# Linseed oil, still tacky



## newbiewoodworker (Aug 29, 2010)

Sorry for you who read one of my other threads, I posted this question yesterday at the very end, but I have a hunch it wont get seen, so I'll post it as a thread…

About 4 days or so ago, Friday, I applied my 3rd and final coat of BLO. But to this day, its still sticky. The other coats dried and werent all that tacky after a day of drying.

Unfortunately the area is not heated, so the temperatures fluxuate. I cannot ensure that it stays a warm temperature..

I have had a fan blowing on it, during the day when the garage door is open. But thats it.

My question is: Should I wipe off this stickiness with MS and a rag? Or leave it be for another while?


----------



## PurpLev (May 30, 2008)

how did you apply the BLO? normally you would coat your workpiece, and after 10-15 min or so wipe of any excess . did you wipe off the excess on each 'coat'? or just left it as is?

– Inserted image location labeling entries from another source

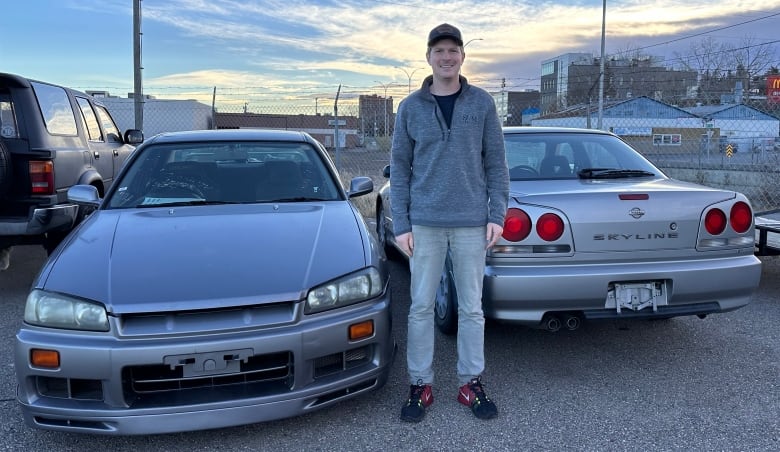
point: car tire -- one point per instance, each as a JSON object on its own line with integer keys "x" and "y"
{"x": 446, "y": 303}
{"x": 5, "y": 169}
{"x": 382, "y": 235}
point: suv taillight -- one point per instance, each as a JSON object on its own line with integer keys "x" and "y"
{"x": 41, "y": 178}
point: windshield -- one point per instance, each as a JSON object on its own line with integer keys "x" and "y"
{"x": 552, "y": 155}
{"x": 223, "y": 173}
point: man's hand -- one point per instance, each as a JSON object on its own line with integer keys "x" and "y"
{"x": 406, "y": 242}
{"x": 494, "y": 232}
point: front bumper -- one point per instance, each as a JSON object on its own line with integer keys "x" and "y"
{"x": 94, "y": 390}
{"x": 524, "y": 294}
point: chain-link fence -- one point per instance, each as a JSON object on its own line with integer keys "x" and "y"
{"x": 733, "y": 146}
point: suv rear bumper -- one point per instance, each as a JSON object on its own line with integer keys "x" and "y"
{"x": 42, "y": 220}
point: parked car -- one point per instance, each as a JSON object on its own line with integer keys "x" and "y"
{"x": 51, "y": 138}
{"x": 224, "y": 279}
{"x": 595, "y": 231}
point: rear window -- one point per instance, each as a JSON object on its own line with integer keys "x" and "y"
{"x": 8, "y": 128}
{"x": 55, "y": 109}
{"x": 561, "y": 155}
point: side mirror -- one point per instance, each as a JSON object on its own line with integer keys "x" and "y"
{"x": 360, "y": 186}
{"x": 84, "y": 194}
{"x": 134, "y": 136}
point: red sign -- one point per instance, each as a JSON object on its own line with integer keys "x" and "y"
{"x": 773, "y": 88}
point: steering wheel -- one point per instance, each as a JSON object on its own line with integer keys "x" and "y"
{"x": 522, "y": 171}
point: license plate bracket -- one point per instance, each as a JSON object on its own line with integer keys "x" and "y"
{"x": 636, "y": 296}
{"x": 210, "y": 363}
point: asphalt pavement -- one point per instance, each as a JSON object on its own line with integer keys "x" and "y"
{"x": 708, "y": 384}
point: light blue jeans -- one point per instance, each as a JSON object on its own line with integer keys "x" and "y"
{"x": 467, "y": 246}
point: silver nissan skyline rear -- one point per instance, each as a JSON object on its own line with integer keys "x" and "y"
{"x": 595, "y": 231}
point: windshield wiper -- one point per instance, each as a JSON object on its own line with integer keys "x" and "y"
{"x": 192, "y": 202}
{"x": 296, "y": 199}
{"x": 611, "y": 173}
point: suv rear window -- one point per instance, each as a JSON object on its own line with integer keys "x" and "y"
{"x": 8, "y": 128}
{"x": 55, "y": 108}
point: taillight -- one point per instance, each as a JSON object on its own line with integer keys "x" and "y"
{"x": 740, "y": 217}
{"x": 517, "y": 225}
{"x": 41, "y": 178}
{"x": 715, "y": 221}
{"x": 549, "y": 227}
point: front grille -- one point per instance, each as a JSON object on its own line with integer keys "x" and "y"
{"x": 69, "y": 388}
{"x": 338, "y": 362}
{"x": 161, "y": 385}
{"x": 207, "y": 320}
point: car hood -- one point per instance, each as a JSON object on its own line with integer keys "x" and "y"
{"x": 201, "y": 257}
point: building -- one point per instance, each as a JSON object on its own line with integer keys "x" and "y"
{"x": 521, "y": 107}
{"x": 555, "y": 79}
{"x": 160, "y": 115}
{"x": 653, "y": 126}
{"x": 573, "y": 79}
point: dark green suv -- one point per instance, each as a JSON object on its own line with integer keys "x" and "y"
{"x": 51, "y": 138}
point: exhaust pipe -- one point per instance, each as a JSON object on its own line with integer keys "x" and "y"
{"x": 552, "y": 323}
{"x": 573, "y": 322}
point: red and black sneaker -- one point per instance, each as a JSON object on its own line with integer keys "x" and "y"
{"x": 472, "y": 394}
{"x": 420, "y": 397}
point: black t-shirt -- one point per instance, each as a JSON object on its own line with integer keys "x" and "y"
{"x": 447, "y": 104}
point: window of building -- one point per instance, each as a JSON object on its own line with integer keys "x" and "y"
{"x": 667, "y": 139}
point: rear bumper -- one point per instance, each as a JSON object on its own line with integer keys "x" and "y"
{"x": 524, "y": 294}
{"x": 40, "y": 221}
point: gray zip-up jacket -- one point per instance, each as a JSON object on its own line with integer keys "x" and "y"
{"x": 442, "y": 177}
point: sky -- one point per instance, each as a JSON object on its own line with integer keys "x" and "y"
{"x": 289, "y": 51}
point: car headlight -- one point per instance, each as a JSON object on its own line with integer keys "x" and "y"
{"x": 55, "y": 310}
{"x": 354, "y": 288}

It sounds like you've got BLO overload on your workpiece, just wipe off any excess that you have, and leave it to dry. It can take some time to dry if there is a lot of it.


----------



## sbryan55 (Dec 8, 2007)

I agree with Sharon. It sounds like either you have an excess of blo on your wood. The unreacted oil can be readily removed with a mineral spirts wipe. Normally it will take blo about 72 hours to cure completely at current temperatures.


----------



## newbiewoodworker (Aug 29, 2010)

Thats what I may have thought. I had read to sop it on, then leave it for the first 2 coats. Then on the final wipe off the excess.. I must have read a faulty source…

If I wipe off the excess with Mineral Spirts, should I reapply? I will it be sufficent?


----------



## PurpLev (May 30, 2008)

BLO is a penetrating oil, it does not create a film on top of your workpieces like poly/lacquer/shellac/wax do which also explains your tackiness as the wood has soaked up all it can, and cannot soak up the rest of it as it is loaded with BLO.

for the same reason - minural spirits will not affect the BLO inside (soaked) the wood. so you can safely use a damp rag with minural spirits and wipe off the excess from the top. although I'm not sure I'd go that extra mile, and just wipe off the excess with a dry rag - just to get all the excess that wouldnt soak in the wood anymore.


----------



## newbiewoodworker (Aug 29, 2010)

I wiped the sticky stuff off with MS, but it seems not to be doing any thing. Also, a few of the boards got a glaze to them, is this normal?? (Its been with the glaze since I applied the first coat..)

But other boards dont have a glaze…


----------



## AaronK (Nov 30, 2008)

a few months ago someone had a similar problem. the degree of penetration depends on the grain and figure orientation, so it's not surprising that you're seeing some variability.

I don't use a whole lot of BLO on its own, but even with no other finishing agents, i still cut it with mineral spirits so that it doesn't go on quite as heavy.


----------